As companhias aéreas panamenhas Copa Airlines e Wingo suspenderam voos de e para a Venezuela por dois dias. As empresas se juntam a outras oito que cancelaram voos para o país após um alerta da autoridade de aviação dos Estados Unidos sobre um aumento na atividade militar no Caribe.
Ambas as companhias aéreas anunciaram em comunicados publicados nesta quinta-feira, 4, que “devido a problemas intermitentes com um dos sinais de navegação da aeronave” relatados por seus pilotos, tomaram “a decisão preventiva de suspender temporariamente os voos de e para Caracas na quinta-feira, 4 de dezembro, e na sexta-feira, 5 de dezembro de 2025”.
“Continuamos avaliando a situação e compartilharemos mais informações nas próximas 24 horas”, afirmaram.
Joesley Batista pede renúncia de Maduro
Em reportagem, publicada pela agência de notícias Bloomberg, Joesley Batista, proprietário da JBS, viajou para Caracas na tentativa de persuadir o ditador venezuelano Nicolás Maduro a atender a um pedido do presidente dos Estados Unidos, Donald Trump, para que renuncie e, assim, permita uma transição pacífica do poder.

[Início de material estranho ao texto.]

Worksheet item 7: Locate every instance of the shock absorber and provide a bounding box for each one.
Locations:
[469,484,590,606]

De acordo com a Bloomberg, o brasileiro se reuniu com Maduro no último dia 23 de novembro, depois que o presidente dos EUA ligou para o líder do país para instá-lo a deixar a Venezuela.
A reportagem destaca o papel de Joesley Batista como mediador, na tentativa de amenizar as tensões políticas entre o governo Trump e a Venezuela.
A Bloomberg diz que autoridades do governo Trump estavam cientes dos planos de Batista de visitar Caracas, mas não foi solicitado a ele viajar em nome dos EUA. “Joesley Batista não é representante de nenhum governo”, disse a J&F SA, holding da família Batista, em comunicado à Bloomberg.
A Casa Branca não comentou a reportagem da agência. O Ministério da Informação da Venezuela e o gabinete da vice-presidente Delcy Rodríguez também não responderam aos pedidos da Bloomberg de comentários sobre a visita de Batista.
A viagem de Batista a Caracas ocorreu em meio a sinais crescentes de que o governo Trump está preparando operações militares dentro da Venezuela. Washington denominou o Cartel de los Soles como uma organização terrorista e acusou Maduro de liderar o esquema.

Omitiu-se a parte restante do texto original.